En política, ser conocido no siempre es una ventaja. Hay líderes que pasan años intentando que la gente los conozca, pero existe un problema mucho más difícil: que una parte importante de la población ya tenga una opinión negativa sobre ti y no esté dispuesta a cambiarla.
Eso es lo que los expertos llaman "voto
de rechazo". No se trata de que una persona esté indecisa o quiera
escuchar propuestas.

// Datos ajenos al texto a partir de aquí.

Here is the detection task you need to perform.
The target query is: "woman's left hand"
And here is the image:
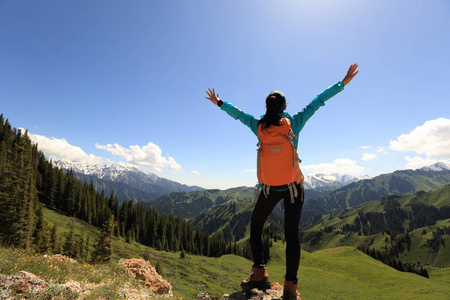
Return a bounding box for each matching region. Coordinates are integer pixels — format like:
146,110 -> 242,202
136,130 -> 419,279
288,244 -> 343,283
342,64 -> 359,85
205,88 -> 219,105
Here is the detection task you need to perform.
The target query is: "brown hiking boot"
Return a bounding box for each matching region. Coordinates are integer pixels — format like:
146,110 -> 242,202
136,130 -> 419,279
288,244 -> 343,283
241,266 -> 271,292
281,279 -> 300,300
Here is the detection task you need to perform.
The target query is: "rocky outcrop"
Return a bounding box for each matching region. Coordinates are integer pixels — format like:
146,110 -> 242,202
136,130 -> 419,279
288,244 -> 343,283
44,254 -> 78,264
0,271 -> 49,294
119,258 -> 173,296
221,282 -> 301,300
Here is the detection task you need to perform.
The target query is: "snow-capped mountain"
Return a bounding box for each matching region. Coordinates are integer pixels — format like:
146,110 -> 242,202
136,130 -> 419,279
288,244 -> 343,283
304,174 -> 372,189
420,161 -> 450,171
53,160 -> 203,202
53,160 -> 159,183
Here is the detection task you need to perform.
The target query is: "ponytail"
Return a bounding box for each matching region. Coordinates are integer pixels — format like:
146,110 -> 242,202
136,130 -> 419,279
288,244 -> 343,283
258,91 -> 286,129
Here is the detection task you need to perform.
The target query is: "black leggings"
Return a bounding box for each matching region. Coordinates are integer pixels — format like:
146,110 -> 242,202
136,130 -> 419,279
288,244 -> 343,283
250,185 -> 304,282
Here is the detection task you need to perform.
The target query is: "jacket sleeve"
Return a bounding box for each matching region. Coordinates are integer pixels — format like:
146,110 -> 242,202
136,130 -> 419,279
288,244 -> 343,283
220,101 -> 259,136
292,81 -> 345,135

Es algo más profundo: es cuando alguien simplemente decide
que no votará por un candidato en ninguna circunstancia.
Y ese parece ser uno de los principales
obstáculos que enfrenta Leonel Fernández.
Nadie puede negar que es una de las figuras
más importantes de la política dominicana de las últimas décadas. Tiene
experiencia, una estructura partidaria sólida y una base de seguidores fieles.
Sin embargo, distintos estudios de opinión muestran que también carga con
niveles de rechazo importantes en una parte del electorado.
¿Por qué ocurre esto?
La primera razón tiene que ver con el tiempo.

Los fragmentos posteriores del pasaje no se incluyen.